Tom Kenny will be the only player on view this Sunday with an All-Ireland medal in his pocket. But rare is the Cork hurler who has ever stood in Croke Park on All-Ireland day and didn’t think “about time I’m here” rather than “wow! I’m here”. Does that constitute confidence, arrogance, delusion or the sort of belief that can give a team a crucial edge?
Too old school? Then ponder why the reverse is true when Cork play Kerry at football? There ain’t a Kerry man out there who isn’t mortally offended when the Kingdom don’t beat their neighbours when it matters. Why do Wexford always give themselves a chance against Kilkenny despite decades of evidence that any joy against the Cats is fleeting? Or those queasy moments when Tyrone face up to Derry? Fill in your own examples anytime you like. It’s not like there’s a shortage. And all of it because of that vague intangible that is tradition.
It’s an irony of GAA culture that so much of its identity is based on the largely arbitrary scrawl of a Whitehall pencil in drawing up county boundaries, prompting centuries’ worth of cute Kerry, mean Cavan, cocky Cork, jackeen Dubs and all the other superficial portrayals that are so deeply burrowed into our DNA like cartoon ticks.
Logically it’s ridiculous. Why Youghal should feel separate from Dungarvan but not Castletownbere is irrational.
But we’re talking Ireland here, and the deep sense of place that makes a broke, wet rock on the edge of everything believe it is in fact the centre of the universe, a belief inextricably bound up with Gaelic games, and provoking, many believe, a set of assumptions that are as real in practise as they are silly in theory.

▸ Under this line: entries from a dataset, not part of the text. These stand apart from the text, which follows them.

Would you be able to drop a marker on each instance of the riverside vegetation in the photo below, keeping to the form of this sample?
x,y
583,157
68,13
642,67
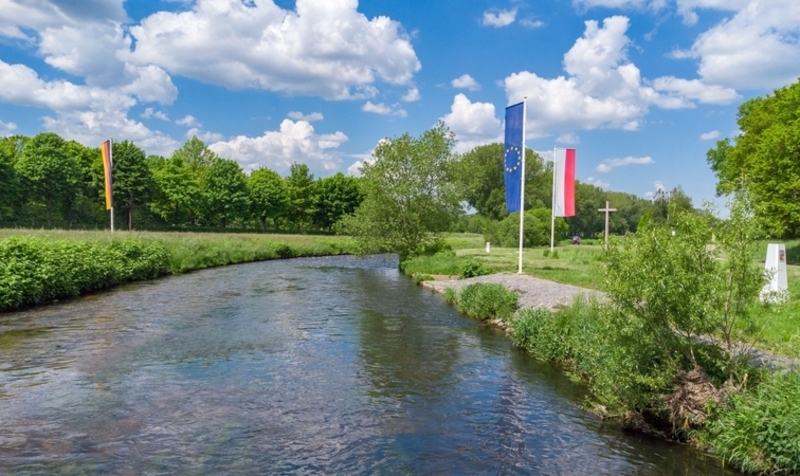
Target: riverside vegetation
x,y
37,267
665,354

This combination of place and tradition is the sporting equivalent of the bee that mathematically shouldn’t fly but still manages to get around pretty well. And if it pertains to Sunday, then there’s only one winner. Because forget about form lines, tactics, motivation and any uber-hydrated sacrifice of limbs on the altar of an All-Ireland “megal”. There is a fundamental belief within Cork hurling that you do not lose to Clare when it counts.
It’s 35 years ago now since Clare went into a Munster final half-time only a couple of points down and with the prospect of a force 10 gale at their backs, convinced it would propel them towards breaking that notorious Munster championship hoodoo.
Apparently, the atmosphere of presumption in the crowd was tangible. The Clare team started singing in the dressing-room, so the story goes. And then Christy Ring famously and bluntly reminded the Cork team of their responsibilities, along the lines of: “We are Cork and we don’t lose to them.”
Quite what the relevance of something like that to 2013 should be is questionable, but dismissing such an inheritance in terms of belief is too pat. Of course the responsibility to live up to it can be a load too, but that would be to acknowledge that Clare might have a shout this Sunday.
And believing that is not on. Tradition says so.